There are moments in life when you are inspired to step forward into an unknown opportunity and well, then honestly there are times it feels the universe is giving you more of a push. I’m feeling a push.

This push brings me to a place where I have to ask myself - do I push back, do I surrender to the push or do I step out of the way and into a new path altogether? Easy questions to be pondering if I say so myself. So let’s consider each…
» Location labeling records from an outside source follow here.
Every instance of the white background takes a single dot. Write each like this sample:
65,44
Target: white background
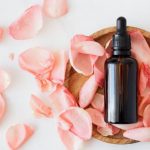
85,16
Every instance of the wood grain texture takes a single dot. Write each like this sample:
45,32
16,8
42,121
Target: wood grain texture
74,82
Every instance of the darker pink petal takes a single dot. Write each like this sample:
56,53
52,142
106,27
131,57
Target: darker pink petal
139,134
80,120
97,117
28,25
55,8
98,102
42,63
87,92
39,108
17,135
61,99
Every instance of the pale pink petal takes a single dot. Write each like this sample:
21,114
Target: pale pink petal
140,48
70,140
28,25
39,108
55,8
83,48
98,102
108,130
2,106
58,72
139,134
4,80
146,116
130,126
80,120
87,92
42,63
17,135
61,99
97,117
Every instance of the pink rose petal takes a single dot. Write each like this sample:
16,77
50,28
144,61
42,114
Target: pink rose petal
71,141
139,134
87,92
4,80
42,63
28,25
108,130
83,54
17,135
98,102
61,99
39,108
80,120
55,8
146,116
97,117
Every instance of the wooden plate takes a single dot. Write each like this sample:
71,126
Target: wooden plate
74,82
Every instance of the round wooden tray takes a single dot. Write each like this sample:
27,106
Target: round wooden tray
74,82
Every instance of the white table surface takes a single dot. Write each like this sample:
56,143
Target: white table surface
85,16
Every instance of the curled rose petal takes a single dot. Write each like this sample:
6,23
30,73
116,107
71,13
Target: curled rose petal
17,135
83,54
71,141
97,117
80,120
41,64
55,8
146,116
87,92
108,130
139,134
61,99
4,80
28,25
39,108
98,102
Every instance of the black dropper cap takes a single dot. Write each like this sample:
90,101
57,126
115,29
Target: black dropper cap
121,39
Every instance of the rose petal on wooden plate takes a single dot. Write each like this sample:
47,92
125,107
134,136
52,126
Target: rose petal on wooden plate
55,8
39,107
87,92
80,120
98,102
17,135
97,117
27,25
139,134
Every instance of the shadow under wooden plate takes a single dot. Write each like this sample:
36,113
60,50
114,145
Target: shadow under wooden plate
74,82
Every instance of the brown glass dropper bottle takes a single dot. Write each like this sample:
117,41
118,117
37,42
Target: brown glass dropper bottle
121,79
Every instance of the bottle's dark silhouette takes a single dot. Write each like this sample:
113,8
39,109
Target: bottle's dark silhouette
121,79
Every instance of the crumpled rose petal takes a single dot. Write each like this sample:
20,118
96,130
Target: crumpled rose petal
130,126
80,120
42,63
98,102
97,117
71,141
4,80
28,25
87,92
108,130
146,116
139,134
2,106
17,135
58,72
39,108
55,8
61,99
83,54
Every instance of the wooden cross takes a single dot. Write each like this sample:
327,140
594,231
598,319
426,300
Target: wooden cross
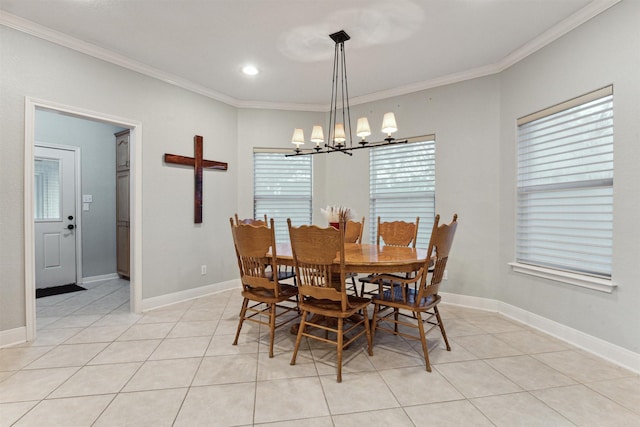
198,163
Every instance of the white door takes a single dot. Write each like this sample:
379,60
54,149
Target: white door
54,215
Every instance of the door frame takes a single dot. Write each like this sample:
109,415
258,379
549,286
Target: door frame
76,213
135,201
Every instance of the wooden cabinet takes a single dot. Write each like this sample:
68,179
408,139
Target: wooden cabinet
122,203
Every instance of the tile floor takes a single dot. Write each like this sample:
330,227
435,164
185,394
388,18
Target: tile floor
94,363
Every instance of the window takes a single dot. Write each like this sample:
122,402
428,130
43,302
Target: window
403,185
282,188
565,186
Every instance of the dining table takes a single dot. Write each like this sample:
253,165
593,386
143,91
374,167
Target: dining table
368,258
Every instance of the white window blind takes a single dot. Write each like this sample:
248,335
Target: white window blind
402,182
282,189
565,186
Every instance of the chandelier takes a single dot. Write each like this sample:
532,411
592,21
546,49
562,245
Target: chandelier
340,138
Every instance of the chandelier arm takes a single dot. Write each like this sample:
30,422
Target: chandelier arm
346,95
334,100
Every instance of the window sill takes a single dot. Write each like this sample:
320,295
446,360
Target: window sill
595,283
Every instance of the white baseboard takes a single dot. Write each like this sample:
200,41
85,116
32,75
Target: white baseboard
189,294
100,278
13,336
601,348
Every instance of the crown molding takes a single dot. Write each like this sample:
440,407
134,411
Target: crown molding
580,17
29,27
591,10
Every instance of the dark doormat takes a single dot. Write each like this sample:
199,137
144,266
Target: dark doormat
57,290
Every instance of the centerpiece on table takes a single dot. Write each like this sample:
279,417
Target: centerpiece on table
337,214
Push Back - there’s always a bit of a fighter in me, especially when it comes to values and honoring what feels good and right in the situation. Like most people, I don’t like to feel pushed around so I have a natural reaction to want to self-protect - makes sense you may say. But here’s the thing - pushing back sometimes just results in a cycle of constant pushing back and forth and man, I hate a power struggle. But it’s hard not to push back because for me that voice sneaks in about being considered weak or easy to take advantage of - you know all of the really helpful, positive self-talk that is super helpful in these situations (thick sarcasm there!). So I’m stuck - I don’t want to push back because I don’t want to engage in the same behavior. It feels like a waste of my energy and a miss on my true intention for myself. I want to do it, but pushing back rarely feels helpful to me.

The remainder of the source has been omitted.